Ali, along with her fashion designer and director husband Muzaffar Ali, has revived the traditional craftsmanship of Lucknow through their international couture brand 'Kotwara'.
Looking back at her early years in Lucknow after marrying the 'Umrao Jaan' director, Ali remembered how the art of Chikan was almost lost 26 years ago with "unwearable and unusable" work being created.
"When I first went to Lucknow I found really sweet people, lovely language and culture but the saddest thing to see was that the Lucknow of real Chikankari that the entire world knows did not exist anymore.
"All the work that was being done in the name of Chikan was taken over by the middle man. What they were making was unwearable and unusable. There was a standard kurta that came out with two straight lines of daraz," the fashion designer said.
The book's author, who has lived and worked in India for over 30 years now, resonated Ali's thoughts about how the "emotionally charged" work is affected by exploitative practices.
"Chikankari is a highly evocative work and emotionally charged too. It is reputed to be one of the finest traditional embroideries from India. Chikankari embodies an ideal concept of aesthetics, but at the same time it is also a paradox.
"If on one hand it is the ultimate sophistication of its patrons, on the other it exemplifies exploitative practices by the patrons and abysmally low wages of the craftsmen," Paola said.
Also speaking at the event was activist and Indian handicrafts curator Jaya Jaitly, who said that while it was important to have well-researched work on Chikan, given the dearth of it, it should be the researcher's aim to bring recognition to the people behind such art forms.
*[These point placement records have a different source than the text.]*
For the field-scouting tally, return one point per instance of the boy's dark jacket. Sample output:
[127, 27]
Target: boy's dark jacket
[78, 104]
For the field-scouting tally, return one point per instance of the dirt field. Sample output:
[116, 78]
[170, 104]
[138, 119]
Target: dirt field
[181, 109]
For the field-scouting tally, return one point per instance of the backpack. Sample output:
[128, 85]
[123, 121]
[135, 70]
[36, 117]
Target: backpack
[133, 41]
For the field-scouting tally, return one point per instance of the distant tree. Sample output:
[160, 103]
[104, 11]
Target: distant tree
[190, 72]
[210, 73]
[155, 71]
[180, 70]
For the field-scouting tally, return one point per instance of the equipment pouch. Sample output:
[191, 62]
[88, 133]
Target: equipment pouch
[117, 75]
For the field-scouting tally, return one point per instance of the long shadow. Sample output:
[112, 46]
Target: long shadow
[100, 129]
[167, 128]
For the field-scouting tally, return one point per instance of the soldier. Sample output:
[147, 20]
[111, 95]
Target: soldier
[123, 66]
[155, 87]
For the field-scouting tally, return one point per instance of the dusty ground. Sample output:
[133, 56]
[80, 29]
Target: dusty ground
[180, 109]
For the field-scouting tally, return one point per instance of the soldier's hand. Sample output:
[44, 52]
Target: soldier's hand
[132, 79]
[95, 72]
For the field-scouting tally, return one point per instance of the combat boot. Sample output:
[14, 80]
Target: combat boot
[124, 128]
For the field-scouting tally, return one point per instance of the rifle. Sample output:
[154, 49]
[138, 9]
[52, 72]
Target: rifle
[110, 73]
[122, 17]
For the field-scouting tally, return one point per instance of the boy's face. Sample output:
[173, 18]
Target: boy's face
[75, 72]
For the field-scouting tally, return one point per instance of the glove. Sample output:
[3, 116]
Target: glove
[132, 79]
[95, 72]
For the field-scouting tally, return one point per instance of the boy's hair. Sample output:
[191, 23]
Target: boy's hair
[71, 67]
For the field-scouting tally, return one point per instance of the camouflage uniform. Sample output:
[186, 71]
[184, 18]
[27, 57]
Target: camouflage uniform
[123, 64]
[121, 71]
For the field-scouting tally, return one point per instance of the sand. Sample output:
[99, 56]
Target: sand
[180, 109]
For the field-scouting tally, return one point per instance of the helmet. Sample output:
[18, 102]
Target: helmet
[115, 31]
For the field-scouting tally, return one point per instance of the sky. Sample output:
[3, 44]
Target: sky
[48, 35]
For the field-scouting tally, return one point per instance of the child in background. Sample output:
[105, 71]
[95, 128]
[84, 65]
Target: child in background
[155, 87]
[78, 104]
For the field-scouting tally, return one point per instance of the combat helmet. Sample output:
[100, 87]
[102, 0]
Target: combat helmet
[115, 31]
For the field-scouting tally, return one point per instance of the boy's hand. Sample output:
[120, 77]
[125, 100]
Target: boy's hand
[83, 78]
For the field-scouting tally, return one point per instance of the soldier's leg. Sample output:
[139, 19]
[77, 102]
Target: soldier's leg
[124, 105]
"There is hardly any publication and literature about Chikan anywhere. There are probably some old records in some archives and museums somewhere. This book should fill that void.
"The writing should not be aimed at coming out as a scholar to the world but it should be able to stir people to be curious about the artisans behind these works of art. We should go to those small lanes and homes, sit with these people and work with them to see how they can be recognised and benefit economically and socially," Jaitly said.
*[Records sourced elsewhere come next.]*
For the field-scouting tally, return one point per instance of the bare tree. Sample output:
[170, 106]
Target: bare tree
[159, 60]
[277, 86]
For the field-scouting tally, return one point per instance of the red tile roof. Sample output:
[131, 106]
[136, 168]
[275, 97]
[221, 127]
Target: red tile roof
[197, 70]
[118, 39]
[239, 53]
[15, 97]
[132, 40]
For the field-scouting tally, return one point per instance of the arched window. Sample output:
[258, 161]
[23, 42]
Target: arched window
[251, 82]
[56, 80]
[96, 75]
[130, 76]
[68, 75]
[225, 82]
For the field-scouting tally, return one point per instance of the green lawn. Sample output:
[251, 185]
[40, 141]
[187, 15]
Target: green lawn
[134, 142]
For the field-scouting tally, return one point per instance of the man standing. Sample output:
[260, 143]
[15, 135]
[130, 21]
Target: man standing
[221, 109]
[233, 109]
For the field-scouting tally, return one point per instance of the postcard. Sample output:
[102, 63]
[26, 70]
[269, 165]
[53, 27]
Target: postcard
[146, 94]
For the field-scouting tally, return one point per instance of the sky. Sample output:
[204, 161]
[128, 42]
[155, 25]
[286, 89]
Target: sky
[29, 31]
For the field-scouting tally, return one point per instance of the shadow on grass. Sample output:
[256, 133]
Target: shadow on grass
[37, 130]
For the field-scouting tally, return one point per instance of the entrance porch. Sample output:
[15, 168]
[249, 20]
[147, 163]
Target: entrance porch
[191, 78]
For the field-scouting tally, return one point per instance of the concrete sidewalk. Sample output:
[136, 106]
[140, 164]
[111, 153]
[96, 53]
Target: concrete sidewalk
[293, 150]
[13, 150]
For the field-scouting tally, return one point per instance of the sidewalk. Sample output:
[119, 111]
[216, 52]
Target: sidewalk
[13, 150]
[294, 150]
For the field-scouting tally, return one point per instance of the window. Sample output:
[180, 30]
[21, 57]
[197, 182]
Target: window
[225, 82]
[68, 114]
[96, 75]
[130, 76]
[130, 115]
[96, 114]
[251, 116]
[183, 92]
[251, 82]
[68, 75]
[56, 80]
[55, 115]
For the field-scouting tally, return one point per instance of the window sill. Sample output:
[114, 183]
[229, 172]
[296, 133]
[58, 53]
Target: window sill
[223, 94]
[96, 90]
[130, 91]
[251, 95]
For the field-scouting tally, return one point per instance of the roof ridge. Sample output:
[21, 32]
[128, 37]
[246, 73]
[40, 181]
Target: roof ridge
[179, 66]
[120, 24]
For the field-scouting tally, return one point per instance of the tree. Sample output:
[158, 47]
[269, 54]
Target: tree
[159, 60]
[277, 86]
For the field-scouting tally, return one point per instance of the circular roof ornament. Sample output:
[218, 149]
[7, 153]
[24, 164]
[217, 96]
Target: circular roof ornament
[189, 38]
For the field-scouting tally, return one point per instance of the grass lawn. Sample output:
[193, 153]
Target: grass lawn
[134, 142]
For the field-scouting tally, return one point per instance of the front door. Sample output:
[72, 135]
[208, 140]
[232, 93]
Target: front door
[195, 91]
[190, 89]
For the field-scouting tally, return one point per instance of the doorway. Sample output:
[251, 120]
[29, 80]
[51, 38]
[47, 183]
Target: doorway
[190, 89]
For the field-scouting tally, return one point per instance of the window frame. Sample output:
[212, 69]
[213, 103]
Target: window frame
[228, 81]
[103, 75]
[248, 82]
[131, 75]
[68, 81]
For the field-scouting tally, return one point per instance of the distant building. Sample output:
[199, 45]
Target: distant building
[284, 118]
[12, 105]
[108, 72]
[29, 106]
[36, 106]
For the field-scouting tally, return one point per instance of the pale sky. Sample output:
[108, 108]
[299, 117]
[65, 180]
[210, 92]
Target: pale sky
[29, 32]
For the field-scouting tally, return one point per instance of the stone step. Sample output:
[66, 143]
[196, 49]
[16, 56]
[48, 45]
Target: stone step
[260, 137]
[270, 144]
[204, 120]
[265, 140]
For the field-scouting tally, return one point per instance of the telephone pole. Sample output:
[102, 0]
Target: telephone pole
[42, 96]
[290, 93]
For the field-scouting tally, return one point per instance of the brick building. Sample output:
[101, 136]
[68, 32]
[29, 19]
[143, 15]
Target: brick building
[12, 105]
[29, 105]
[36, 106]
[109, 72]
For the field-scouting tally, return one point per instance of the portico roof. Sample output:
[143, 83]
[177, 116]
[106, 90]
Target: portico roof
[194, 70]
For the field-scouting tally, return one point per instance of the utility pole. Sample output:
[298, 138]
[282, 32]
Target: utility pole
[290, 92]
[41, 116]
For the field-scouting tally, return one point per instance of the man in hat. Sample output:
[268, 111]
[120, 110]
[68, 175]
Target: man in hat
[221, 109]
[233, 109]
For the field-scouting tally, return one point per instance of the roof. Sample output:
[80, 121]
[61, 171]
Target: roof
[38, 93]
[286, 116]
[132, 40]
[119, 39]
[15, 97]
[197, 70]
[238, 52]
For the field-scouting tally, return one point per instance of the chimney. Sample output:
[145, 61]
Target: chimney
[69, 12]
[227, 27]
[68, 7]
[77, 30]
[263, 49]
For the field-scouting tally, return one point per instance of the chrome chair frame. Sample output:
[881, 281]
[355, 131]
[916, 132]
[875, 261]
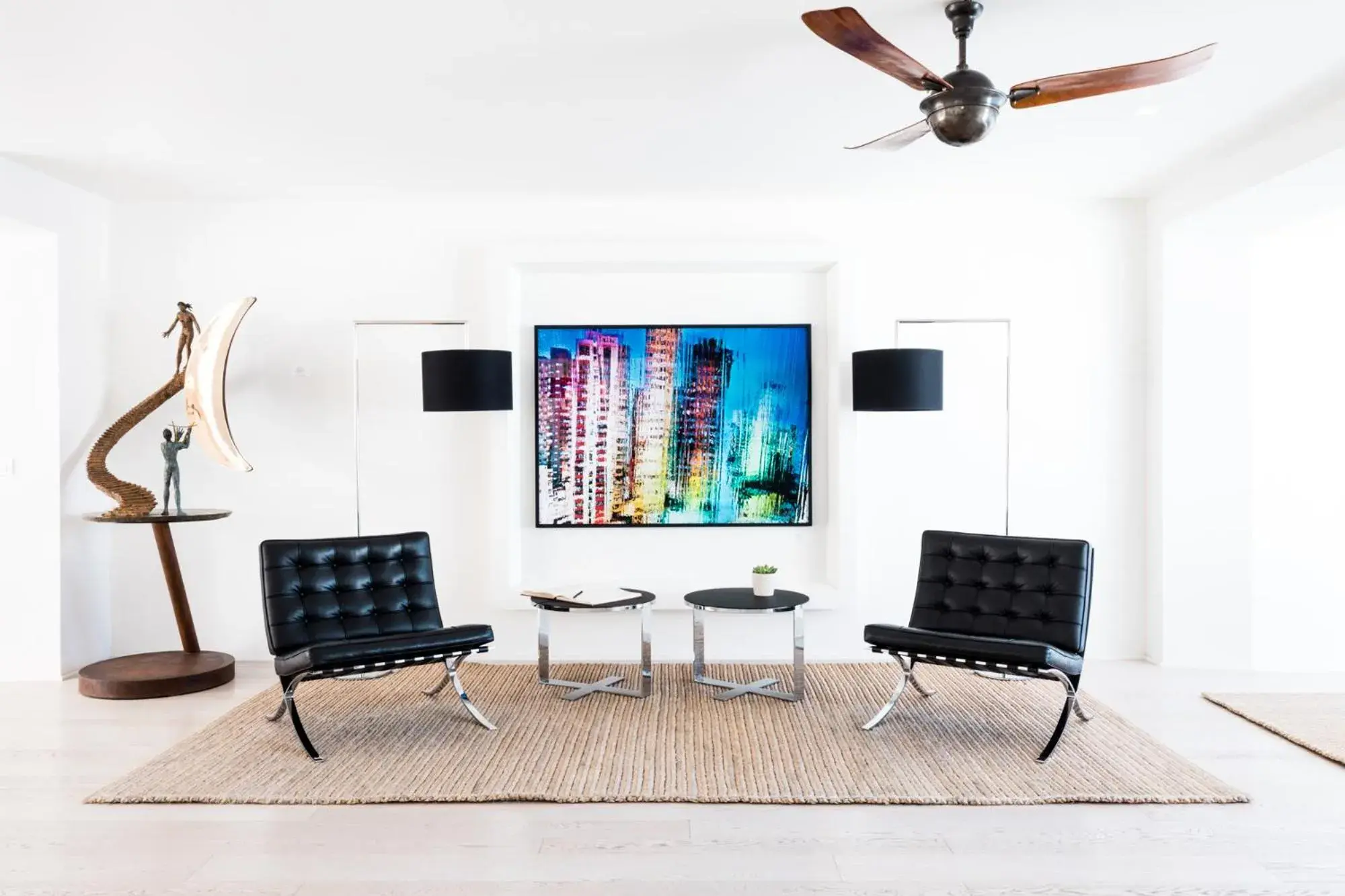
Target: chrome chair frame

It was not only the Chikankari artists who were living on meagre wages, Jaitly said that it was a major factor behind her becoming an activist seeing the miserable conditions of artists behind different craftworks across the country.
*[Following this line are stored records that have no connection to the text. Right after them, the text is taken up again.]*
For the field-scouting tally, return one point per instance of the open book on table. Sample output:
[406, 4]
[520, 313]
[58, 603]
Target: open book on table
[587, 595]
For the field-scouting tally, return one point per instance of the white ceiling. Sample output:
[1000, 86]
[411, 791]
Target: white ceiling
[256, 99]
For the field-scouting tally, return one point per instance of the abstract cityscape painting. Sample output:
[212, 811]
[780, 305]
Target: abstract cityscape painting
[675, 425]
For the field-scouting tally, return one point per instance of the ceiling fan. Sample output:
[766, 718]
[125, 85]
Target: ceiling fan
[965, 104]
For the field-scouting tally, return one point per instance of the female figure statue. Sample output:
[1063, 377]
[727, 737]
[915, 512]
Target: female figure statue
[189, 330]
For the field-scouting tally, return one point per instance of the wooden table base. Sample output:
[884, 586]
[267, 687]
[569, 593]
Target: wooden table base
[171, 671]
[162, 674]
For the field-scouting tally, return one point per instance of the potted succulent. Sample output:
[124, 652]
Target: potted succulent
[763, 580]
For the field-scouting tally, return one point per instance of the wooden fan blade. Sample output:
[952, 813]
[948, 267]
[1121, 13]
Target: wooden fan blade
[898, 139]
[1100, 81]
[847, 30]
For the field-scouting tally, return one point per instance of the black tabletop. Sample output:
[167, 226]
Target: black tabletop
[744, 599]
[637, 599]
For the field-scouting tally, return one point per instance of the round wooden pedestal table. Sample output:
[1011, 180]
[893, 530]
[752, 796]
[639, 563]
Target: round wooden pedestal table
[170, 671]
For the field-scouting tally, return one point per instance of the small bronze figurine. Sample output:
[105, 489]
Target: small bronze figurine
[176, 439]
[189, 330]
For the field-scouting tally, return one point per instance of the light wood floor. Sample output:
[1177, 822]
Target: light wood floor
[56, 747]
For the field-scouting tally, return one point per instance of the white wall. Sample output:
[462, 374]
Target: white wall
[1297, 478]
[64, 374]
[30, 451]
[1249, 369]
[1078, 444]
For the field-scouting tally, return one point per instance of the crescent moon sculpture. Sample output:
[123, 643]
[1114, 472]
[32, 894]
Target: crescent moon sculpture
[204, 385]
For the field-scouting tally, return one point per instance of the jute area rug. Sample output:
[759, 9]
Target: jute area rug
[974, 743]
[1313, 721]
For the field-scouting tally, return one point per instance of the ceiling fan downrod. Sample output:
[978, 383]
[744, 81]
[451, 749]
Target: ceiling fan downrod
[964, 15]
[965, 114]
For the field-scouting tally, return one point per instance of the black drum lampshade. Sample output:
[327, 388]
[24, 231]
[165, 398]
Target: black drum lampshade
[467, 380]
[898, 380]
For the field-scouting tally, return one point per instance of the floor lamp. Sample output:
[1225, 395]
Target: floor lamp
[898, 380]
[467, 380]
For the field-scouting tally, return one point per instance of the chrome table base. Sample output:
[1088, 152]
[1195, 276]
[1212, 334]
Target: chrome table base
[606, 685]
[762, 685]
"What made me an activist was seeing such lovely work all over India. And when you go to track them down, the people who are doing it are in miserable conditions.
"And especially in Lucknow, it is only now that women and girls are coming out, learning to be designers themselves.
Otherwise they just sat there with their heads covered and some block printed pieces in front of them. And they would be paid a miserable amount. Nobody gave them credit for the actual crucial work that made it beautiful," Jaitly said. (PTI)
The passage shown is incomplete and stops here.